I turn on a blow torch and begin heating a metal form resting on the marver (the steel table). I sweep my arm back and forth, trying my best to evenly heat the aluminum arch. In my periphery, I can discern Robert and Maggie’s forms weaving to and from various parts of the studio: Robert gathers, marvers, blows, reheats, forms, flattens, and elongates at the bench, reheats, and blows downwards into a three-pronged form that gives the arm its ridges. Maggie trails him; opening and shutting doors, wetting the forms, and blowing into the pipe as needed. Pain creeps into my limbs as I methodically wash the marver with whooshing fire.

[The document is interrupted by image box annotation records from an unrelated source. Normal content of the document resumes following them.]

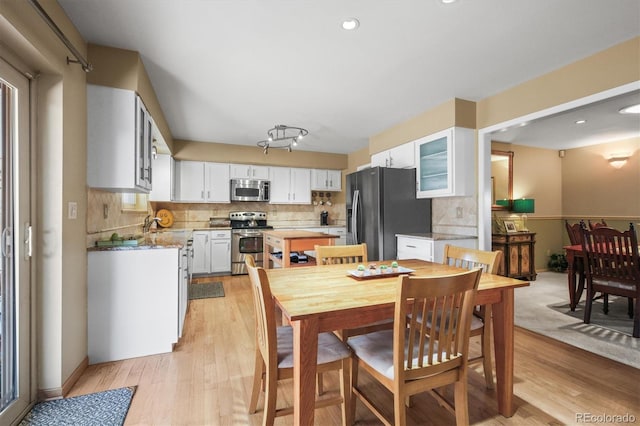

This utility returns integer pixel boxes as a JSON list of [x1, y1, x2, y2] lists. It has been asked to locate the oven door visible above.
[[231, 229, 263, 275]]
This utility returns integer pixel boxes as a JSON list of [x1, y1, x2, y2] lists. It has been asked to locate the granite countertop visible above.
[[87, 229, 191, 251], [396, 232, 478, 241]]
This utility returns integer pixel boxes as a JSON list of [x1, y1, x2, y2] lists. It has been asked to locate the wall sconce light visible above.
[[609, 154, 629, 169], [513, 198, 536, 231]]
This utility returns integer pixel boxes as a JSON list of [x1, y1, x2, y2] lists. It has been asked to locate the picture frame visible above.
[[504, 220, 518, 234]]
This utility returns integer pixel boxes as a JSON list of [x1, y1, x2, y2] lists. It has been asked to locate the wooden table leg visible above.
[[493, 288, 515, 417], [291, 318, 318, 426], [567, 250, 578, 311]]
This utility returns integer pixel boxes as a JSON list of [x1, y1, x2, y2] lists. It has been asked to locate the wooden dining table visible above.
[[267, 259, 529, 425]]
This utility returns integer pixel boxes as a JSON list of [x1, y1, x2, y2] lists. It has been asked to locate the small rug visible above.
[[189, 281, 224, 300], [549, 292, 633, 335], [19, 386, 136, 426]]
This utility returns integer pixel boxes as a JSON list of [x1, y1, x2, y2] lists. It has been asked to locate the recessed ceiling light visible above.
[[342, 18, 360, 31], [618, 104, 640, 114]]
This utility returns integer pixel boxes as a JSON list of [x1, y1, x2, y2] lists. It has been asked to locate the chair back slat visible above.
[[587, 219, 609, 231], [582, 223, 640, 285], [394, 268, 482, 378], [315, 243, 367, 265], [245, 255, 278, 366], [564, 220, 584, 246], [442, 244, 502, 274]]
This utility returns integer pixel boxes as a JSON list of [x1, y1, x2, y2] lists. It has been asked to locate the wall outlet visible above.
[[68, 201, 78, 219]]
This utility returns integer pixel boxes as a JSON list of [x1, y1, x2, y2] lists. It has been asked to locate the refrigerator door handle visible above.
[[351, 189, 360, 244]]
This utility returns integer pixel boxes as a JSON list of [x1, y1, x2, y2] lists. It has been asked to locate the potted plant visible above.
[[547, 253, 569, 272]]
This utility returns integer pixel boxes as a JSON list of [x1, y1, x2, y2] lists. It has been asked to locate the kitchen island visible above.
[[262, 231, 339, 269]]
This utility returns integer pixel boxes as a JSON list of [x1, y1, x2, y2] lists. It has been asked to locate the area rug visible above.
[[189, 281, 224, 300], [20, 386, 136, 426], [515, 272, 640, 368]]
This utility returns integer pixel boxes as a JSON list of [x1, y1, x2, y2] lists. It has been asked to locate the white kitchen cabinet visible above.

Finally, Robert removes the glass, now a bulbous, triangular mass, from the glory hole, swings the pipe up and hangs it on a hook from the ceiling. Maggie hands him the shears, I turn away from the superheated form with the blowtorch ready. Robert begins pulling, stretching; the glass droops like taffy. I apply the flame to areas that are too thick. Robert grasps the pipe in one hand and the shears holding the tip in the other, and swiftly lays the curving arm onto the metal form. I continue to blast the thick spots with fire while Robert pulls on both sides. He then dips the shears in a water bucket, applies a few drops to the end of the pipe, and with a single strike, the glass comes loose. Maggie is prepared; she hands him a pair of super insulated gloves to grab the piece. I hurry over, open the annealer, and Robert carefully places the arm next to our three previous attempts.
Note: An aneeler is a type of furnace which cools the glass at a very slow rate, in order to prevent cracking or breaking from “thermal stress.”